Maintaining US Lead in AI
Eric Schmidt would note that China’s national policy laid out regarding AI and Beijing’s ambitions to become a world leader in the field by 2030 presented a problem for the US who lacks any sort of comparable, unified policy. Schmidt noted the sluggish nature of American bureaucracy and the military’s current system of contracting that would likely prevent the US from keeping up.
He would also make a series of recommendations including:
- Creating a national AI institute comparable to US government nuclear labs created during the Cold War;
- recruiting foreign coders to build AI systems in and for American instead of in and for their respective native nations and;
- the cultivation of tech firms with an affinity for the military to displace the current distrust of and disinterest in the US military shared by many in America’s existing tech community.

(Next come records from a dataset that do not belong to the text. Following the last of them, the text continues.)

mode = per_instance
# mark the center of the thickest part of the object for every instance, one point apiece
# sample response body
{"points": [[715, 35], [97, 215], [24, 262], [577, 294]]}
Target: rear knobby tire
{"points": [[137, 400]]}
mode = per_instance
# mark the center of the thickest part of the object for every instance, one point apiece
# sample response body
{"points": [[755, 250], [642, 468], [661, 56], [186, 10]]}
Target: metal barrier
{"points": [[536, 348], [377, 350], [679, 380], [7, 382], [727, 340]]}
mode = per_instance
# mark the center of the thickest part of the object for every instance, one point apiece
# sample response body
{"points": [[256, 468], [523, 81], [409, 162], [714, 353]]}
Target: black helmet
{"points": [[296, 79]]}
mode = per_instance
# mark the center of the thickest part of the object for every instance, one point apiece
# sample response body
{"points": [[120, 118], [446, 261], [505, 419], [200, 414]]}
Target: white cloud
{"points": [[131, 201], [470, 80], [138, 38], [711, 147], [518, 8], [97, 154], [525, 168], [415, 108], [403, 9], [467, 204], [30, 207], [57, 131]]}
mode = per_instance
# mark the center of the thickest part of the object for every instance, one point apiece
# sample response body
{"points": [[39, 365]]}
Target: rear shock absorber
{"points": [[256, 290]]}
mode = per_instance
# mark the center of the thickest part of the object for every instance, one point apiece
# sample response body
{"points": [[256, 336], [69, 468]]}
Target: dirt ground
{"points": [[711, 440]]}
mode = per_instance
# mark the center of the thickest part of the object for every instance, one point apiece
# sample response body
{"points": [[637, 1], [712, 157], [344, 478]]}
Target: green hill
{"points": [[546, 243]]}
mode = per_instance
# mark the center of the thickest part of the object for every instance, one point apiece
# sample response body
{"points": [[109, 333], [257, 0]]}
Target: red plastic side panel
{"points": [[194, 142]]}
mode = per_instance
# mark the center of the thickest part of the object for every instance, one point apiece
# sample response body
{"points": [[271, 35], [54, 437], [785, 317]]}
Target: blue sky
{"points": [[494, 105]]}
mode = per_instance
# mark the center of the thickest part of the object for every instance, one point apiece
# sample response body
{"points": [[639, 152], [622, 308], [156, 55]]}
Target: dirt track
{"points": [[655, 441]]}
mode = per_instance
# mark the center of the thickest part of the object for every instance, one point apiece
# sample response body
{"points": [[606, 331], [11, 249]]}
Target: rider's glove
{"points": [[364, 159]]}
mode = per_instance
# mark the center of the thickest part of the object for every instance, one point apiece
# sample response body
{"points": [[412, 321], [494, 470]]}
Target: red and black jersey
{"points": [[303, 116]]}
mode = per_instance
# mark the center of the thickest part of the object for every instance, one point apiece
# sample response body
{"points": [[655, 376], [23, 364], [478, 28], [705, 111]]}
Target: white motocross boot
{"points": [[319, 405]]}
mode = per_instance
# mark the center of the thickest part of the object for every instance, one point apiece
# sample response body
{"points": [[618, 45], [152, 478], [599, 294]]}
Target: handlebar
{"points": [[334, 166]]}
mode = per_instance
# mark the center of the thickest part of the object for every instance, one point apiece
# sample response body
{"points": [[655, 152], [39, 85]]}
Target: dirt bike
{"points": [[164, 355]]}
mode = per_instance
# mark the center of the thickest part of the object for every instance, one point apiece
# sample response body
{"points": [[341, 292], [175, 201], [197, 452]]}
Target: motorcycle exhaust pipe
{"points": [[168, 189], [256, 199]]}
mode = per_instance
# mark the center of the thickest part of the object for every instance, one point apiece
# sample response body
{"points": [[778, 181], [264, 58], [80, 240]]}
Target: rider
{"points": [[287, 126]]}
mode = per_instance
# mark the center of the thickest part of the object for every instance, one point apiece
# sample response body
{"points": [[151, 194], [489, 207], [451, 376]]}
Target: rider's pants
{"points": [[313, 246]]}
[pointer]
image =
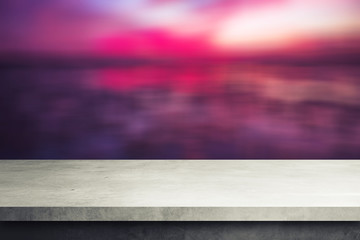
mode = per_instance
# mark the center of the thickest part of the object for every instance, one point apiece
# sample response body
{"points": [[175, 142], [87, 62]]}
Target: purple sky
{"points": [[77, 26]]}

Schmidt would also note the futility of attempting to replicate nuclear non-proliferation efforts in regards to AI, pointing out that unlike nuclear weapons, there is no “fissile material” that can be controlled regarding AI.

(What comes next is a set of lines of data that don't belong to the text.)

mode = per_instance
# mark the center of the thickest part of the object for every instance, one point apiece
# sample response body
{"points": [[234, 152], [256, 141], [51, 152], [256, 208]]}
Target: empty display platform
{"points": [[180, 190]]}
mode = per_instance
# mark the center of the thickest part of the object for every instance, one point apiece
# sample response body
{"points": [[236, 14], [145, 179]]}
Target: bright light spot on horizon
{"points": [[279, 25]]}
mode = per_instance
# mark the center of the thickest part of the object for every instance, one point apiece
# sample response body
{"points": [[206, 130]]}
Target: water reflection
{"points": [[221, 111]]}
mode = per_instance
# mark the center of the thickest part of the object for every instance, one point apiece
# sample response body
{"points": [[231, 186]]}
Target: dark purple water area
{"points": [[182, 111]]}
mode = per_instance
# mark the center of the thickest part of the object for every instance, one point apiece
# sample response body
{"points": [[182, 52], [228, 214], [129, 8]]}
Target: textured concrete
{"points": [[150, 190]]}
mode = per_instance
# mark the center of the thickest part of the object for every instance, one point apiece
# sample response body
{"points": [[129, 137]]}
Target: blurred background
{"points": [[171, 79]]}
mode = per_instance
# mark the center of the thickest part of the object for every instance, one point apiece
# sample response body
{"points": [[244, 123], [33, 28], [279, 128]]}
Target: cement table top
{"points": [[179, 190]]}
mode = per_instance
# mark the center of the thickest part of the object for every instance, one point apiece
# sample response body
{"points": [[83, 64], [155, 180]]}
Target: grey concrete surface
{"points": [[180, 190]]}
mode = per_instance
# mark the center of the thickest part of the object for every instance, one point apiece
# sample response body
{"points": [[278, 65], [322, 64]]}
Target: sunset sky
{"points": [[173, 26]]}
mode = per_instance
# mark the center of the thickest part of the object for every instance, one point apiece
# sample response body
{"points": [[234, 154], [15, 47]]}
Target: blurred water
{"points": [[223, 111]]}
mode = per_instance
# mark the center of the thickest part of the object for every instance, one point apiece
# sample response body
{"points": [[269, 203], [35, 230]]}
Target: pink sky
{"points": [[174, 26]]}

Schmidt’s recommendations have also been formally made to the US government as part of his role in the Defense Innovation Advisory Board, enumerated in the US Defense Department’s news article titled, “Advisory Board Approves 11 DoD Innovation Recommendations.”
Unintended Consequences of AI “Problem Solving”
OpenAI’s Dr. Dario Amodei would point out that research conducted into machine learning often resulted in unintended solutions developed by AI. He and other researchers noted that often the decision making process of AI systems is not entirely understood and many results are often difficult to predict.
The danger lies not necessarily in first training AI platforms in labs and then releasing a trained system onto a factory floor, on public roads or even into combat with predetermined and predictable capabilities, but in autonomous AI systems being released with the capacity to continue learning and adapting in unpredictable, undesirable and potentially dangerous ways.
Dr. Kathleen Fisher would reiterate this concern, noting that autonomous, self-adapting cyber weapons could potentially create unpredictable collateral damage.
Dr. Fisher would also point out that humans would be unable to defend against AI agents.
The AI Arms Race
Recurring themes throughout the summit included the notion that if a certain AI capability could be developed and deployed and would benefit a state or non-state actor, it likely would be even if there were serious ethical, safety and security concerns associated with it.
The idea that no nation could afford not considering cyberwarfare and AI’s role in it also emerged. Beyond cyberwarfare enhanced with AI agents, there is also the potential threat of AI being used across a wide variety of unmanned vehicle platforms (i.e. unmanned aerial, surface, underwater and ground vehicles). The use of such vehicles en mass is considered a potential means of creating a 3rd offset for US military superiority.
AI agents used to compromise “cognitive security” in terms of mass manipulating the public through information technology like social media were also mentioned.
The summit highlighted many points national security circles around the world will by necessity need to begin addressing. The acquisition of conventional weapons mitigated entirely by a non-nuclear and thus more readily employed “third offset” by the United States would up-end global security and stability and pose a threat to all nations big and small.
But unlike nuclear weapons, the tools and human resources needed to develop AI systems are more easily available, particularly for nations with even modest defense budgets. For Russia and China, the ability to pour larger amounts of resources into preventing any “third offset,” AI or otherwise, will result in novel defense systems and create a new defense industry that could potentially boost their respective economies.
A successful arms race is one in which no player truly ever wins. Parity, or relative parity, coupled with the fear of significant retaliation will be key in preventing any player, Washington or otherwise, from deploying any weapon system, nuclear, biological, chemical or artificially intelligent.